Demand-side barriers to digestate use were related to the cost of digestate use, including transport and equipment, such as spreaders and storage tanks. Reducing costs for digestate use could come via subsidies for new and more appropriate equipment to handle or spread digestate, or to outsource extra workload for digestate handling. Uncertainty in nutrient content also was perceived as a constraint to more widespread digestate use. Improved testing and validation of fertilizer value are necessary, such as recently available online sensors for measuring nutrient content of manure and digestate [58]. In some European countries, a quality management system for digestate is commonly adopted to avoid conflicts between digestate providers and users [68]. In Japan, however, the installation of this kind of system is rarely seen in the most biogas plants. Financial support for plant operators to adopt these technologies results in enabling accurate dosing of the digestate.
Technological innovation is needed to address demand-side barriers related to the unattractive properties of digestate, including that it is a liquid, its odor, and its nutrient (NPK) contents (Table 2). According to Dahlin et al. [69], there are several technologies available that range from simple (e.g., a solid–liquid separator to separate nitrogen and phosphorous) to very sophisticated (e.g., ammonia stripping, membrane processes, and vacuum evaporation). However, several of these technologies are costly, so further research on, and the development of, lower cost options should be targeted by increasing research funding in academia and industry.
Finally, information sharing and outreach activities are essential.

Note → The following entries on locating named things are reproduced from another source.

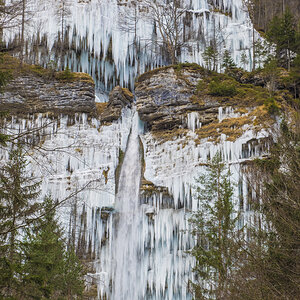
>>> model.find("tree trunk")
[20,0,26,66]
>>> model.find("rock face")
[100,86,133,122]
[135,67,219,131]
[0,73,95,114]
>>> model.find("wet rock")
[135,66,219,131]
[0,73,95,114]
[100,86,133,122]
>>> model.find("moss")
[208,80,237,97]
[195,116,252,143]
[95,102,108,116]
[102,167,110,184]
[0,54,94,84]
[122,88,133,99]
[137,63,206,83]
[152,128,188,142]
[264,97,280,115]
[115,149,125,194]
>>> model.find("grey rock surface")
[0,74,95,114]
[135,67,219,131]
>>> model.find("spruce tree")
[190,153,238,299]
[203,45,219,71]
[222,49,236,72]
[0,145,40,296]
[22,197,84,299]
[266,9,298,70]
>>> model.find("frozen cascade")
[95,113,193,300]
[4,0,259,94]
[112,113,142,300]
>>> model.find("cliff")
[0,64,287,300]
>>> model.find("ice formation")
[0,0,267,300]
[1,108,268,300]
[4,0,258,95]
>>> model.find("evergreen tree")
[229,118,300,300]
[266,9,298,70]
[22,197,84,299]
[241,52,249,69]
[203,45,219,71]
[222,49,236,72]
[0,145,40,296]
[190,153,237,299]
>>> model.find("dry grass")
[196,116,252,144]
[95,102,108,116]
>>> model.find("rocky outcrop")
[100,86,133,122]
[0,72,95,114]
[135,65,219,131]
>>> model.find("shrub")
[264,97,280,114]
[56,67,74,80]
[208,81,237,97]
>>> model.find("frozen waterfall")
[112,113,142,300]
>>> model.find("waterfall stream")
[112,113,141,300]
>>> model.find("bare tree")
[56,0,71,69]
[243,0,256,71]
[143,0,186,64]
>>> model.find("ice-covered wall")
[0,109,131,255]
[4,0,252,99]
[1,103,268,300]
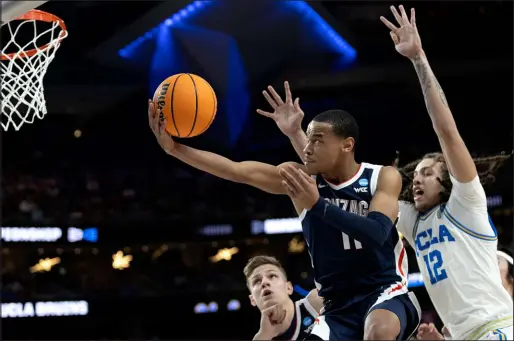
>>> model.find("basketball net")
[0,10,68,130]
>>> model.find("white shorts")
[479,326,514,340]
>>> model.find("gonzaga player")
[148,102,419,340]
[380,6,513,340]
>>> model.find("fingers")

In the mental models of arable farmers, some respondents indicated that they had no chance to learn about digestate and that therefore they were not interested in it. Governments can motivate potential users by distributing information on successful cases and holding outreach events to identify the environmental and economic benefits of digestate use. Another key strategy may be for policy makers to make use of local leaders or “reference farmers,” who have an influence on other farmers’ behaviors to promote digestate use. This may be a more cost-effective approach to encourage other farmers and local communities to develop positive attitudes toward the use of digestate.

6. Conclusions

Biogas systems are local and complex systems, involving many stakeholders affecting input (manure and residues) and output (biogas, digestate, energy, and heat) use within a community. Once the systems are managed properly, there is a high potential to provide multiple environmental and socioeconomic benefits to the community. However, implementation and widespread adoption of biogas systems are challenging because of differences in values and perspectives of biogas systems among the diverse set of stakeholders. Thus, this study aimed to understand similarities and differences in the views of biogas systems among its stakeholders by creating mental models among stakeholders in Shihoro, Japan.
Our results show that stakeholders in Shihoro shared the same motivations toward accepting biogas systems, including expected environmental benefits. This finding indicates that there is a high potential for further expansion. However, differences were also found: arable farmers were not attracted to digestate use due to several technical and non-technical constraints, while dairy farmers and non-farmers were ambivalent about these demand-side constraints. From both economic and environmental points of view, this difference in perception may lead to future conflict regarding digestate disposal that represents a potential obstacle for further expansion. Therefore, biogas energy policy must be implemented in cooperation with agri-environmental policies related to digestate use. Implementation of mandatory planning of digestate use when planning a new biogas plant is one option, and policies could be developed to improve the attractiveness of digestate for farmers. The findings and suggestions from this study should be useful for other livestock-intensive areas of Japan and other countries, in particular where the number of biogas plants is rapidly increasing but the management system of the digestate produced has yet to be organized.
Several studies have indicated that, if a biogas system brings about localized benefits, it is likely to be sustained over the long term [16,64,70,71,72]. The localized benefits do not have to refer only to energy supply [16]. Our approach, using mental models to understand various stakeholders’ perceptions, motivations, constraints, and actions related to biogas systems, explored a possible roadmap to achieve localized benefits. The next step is to share mental models obtained among various stakeholders in a workshop. This can improve understanding and social learning, and thus better support the establishment of sustainable biogas systems.

Author Contributions

M.A., T.H., and M.Y. designed the study, M.A. and T.H. conducted the interviews and analysis, and M.A. wrote the manuscript. All authors commented on and approved the manuscript.

Acknowledgments

This work was supported by JSPS KAKENHI Grant Numbers JP26281060, JP17H01928, and JP15K18755. We thank the 22 stakeholders for their participation in the study. Special thanks are extended to Kouichi Nishida (JA Shihoro) for his contribution in organizing interviews with farmers. We are grateful to Kazutaka Umetsu (Obihiro University of Agriculture and Veterinary Medicine) and Yoshiteru Takeuchi (BIRD) for their valuable information. We also thank Daisuke Kunii (PRIMAFF) for providing us with the map of Shihoro.

Conflicts of Interest

The authors declare no conflict of interest.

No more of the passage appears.